Department of Life Science Informatics, B-IT, LIMES Program Unit Chemical Biology and Medicinal Chemistry, Rheinische Friedrich-Wilhelms-Universität, Dahlmannstr. 2, 53113, Bonn, Germany.
J Comput Aided Mol Des. 2013 Aug;27(8):665-74. doi: 10.1007/s10822-013-9671-5. Epub 2013 Aug 24.

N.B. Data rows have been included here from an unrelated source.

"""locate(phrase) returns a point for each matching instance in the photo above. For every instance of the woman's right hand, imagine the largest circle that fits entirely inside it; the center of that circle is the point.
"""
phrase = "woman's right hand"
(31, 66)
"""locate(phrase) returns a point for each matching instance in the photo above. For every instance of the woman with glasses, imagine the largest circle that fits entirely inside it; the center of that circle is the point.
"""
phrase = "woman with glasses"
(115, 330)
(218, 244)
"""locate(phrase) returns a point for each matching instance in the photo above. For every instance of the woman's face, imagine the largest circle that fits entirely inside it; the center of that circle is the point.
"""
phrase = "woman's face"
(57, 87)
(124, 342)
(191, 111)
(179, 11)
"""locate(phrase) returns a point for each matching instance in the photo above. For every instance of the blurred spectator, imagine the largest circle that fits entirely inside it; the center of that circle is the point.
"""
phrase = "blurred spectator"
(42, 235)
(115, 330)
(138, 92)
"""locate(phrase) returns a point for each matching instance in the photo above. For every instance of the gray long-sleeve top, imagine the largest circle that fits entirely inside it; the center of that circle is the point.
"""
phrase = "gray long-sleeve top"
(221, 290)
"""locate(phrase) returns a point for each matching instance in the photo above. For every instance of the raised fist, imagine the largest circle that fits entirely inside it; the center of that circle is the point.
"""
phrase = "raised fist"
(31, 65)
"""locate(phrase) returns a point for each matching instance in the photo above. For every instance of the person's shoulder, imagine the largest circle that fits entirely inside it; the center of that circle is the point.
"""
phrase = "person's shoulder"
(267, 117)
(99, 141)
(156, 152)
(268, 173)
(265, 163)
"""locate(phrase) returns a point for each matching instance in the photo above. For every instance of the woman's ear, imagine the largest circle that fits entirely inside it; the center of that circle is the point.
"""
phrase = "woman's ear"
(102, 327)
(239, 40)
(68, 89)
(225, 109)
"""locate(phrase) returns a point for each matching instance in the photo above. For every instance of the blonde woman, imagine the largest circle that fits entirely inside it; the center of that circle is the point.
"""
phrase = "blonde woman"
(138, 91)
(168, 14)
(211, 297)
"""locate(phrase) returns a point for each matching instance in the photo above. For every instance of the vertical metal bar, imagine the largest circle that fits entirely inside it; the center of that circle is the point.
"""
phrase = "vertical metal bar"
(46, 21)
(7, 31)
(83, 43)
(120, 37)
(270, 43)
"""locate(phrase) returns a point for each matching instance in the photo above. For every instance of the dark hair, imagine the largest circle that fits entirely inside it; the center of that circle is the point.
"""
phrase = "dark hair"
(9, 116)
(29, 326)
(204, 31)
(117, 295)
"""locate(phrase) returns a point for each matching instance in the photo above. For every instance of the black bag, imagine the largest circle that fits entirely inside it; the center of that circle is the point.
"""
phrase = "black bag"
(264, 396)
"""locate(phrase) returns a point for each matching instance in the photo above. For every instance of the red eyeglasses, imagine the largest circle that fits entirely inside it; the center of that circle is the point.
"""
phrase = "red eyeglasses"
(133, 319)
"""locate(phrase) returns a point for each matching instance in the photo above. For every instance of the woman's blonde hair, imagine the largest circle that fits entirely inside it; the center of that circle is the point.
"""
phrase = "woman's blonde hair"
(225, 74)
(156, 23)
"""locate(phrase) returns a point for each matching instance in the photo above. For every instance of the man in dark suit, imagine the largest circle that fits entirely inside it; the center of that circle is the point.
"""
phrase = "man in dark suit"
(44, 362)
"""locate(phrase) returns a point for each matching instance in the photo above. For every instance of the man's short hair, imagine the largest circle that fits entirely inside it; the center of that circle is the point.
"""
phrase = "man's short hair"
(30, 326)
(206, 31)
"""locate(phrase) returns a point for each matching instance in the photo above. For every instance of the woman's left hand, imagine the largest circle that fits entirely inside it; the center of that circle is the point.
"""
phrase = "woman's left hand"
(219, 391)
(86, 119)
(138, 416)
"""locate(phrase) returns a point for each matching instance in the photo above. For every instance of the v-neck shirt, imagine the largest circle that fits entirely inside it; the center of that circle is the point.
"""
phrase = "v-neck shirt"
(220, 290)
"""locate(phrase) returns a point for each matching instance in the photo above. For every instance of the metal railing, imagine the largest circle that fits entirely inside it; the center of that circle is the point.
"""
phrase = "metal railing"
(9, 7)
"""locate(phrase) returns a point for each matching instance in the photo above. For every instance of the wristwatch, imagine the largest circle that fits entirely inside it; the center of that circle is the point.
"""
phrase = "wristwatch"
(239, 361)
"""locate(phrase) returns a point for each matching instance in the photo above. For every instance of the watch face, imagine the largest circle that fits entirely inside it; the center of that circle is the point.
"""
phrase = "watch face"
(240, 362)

We have aimed to systematically extract analog series with related core structures from multi-target activity space to explore target promiscuity of closely related analogous. Therefore, a previously introduced SAR matrix structure was adapted and further extended for large-scale data mining. These matrices organize analog series with related yet distinct core structures in a consistent manner. High-confidence compound activity data yielded more than 2,300 non-redundant matrices capturing 5,821 analog series that included 4,288 series with multi-target and 735 series with multi-family activities. Many matrices captured more than three analog series with activity against more than five targets. The matrices revealed a variety of promiscuity patterns. Compound series matrices also contain virtual compounds, which provide suggestions for compound design focusing on desired activity profiles.
我们旨在从多靶点活性空间中系统地提取具有相关核心结构的类似物系列,以探索密切相关类似物的靶标混杂性。因此,我们对之前介绍的 SAR 矩阵结构进行了改编和进一步扩展,以进行大规模数据挖掘。这些矩阵以一致的方式组织具有相关但不同核心结构的类似物系列。高可信度的化合物活性数据产生了 2300 多个非冗余矩阵,捕获了 5821 个类似物系列,其中包括 4288 个具有多靶点活性的系列和 735 个具有多家族活性的系列。许多矩阵捕获了 3 个以上的类似物系列,这些类似物系列对 5 个以上的靶点具有活性。这些矩阵揭示了各种混杂模式。化合物系列矩阵还包含虚拟化合物,这些化合物为化合物设计提供了建议,重点是所需的活性谱。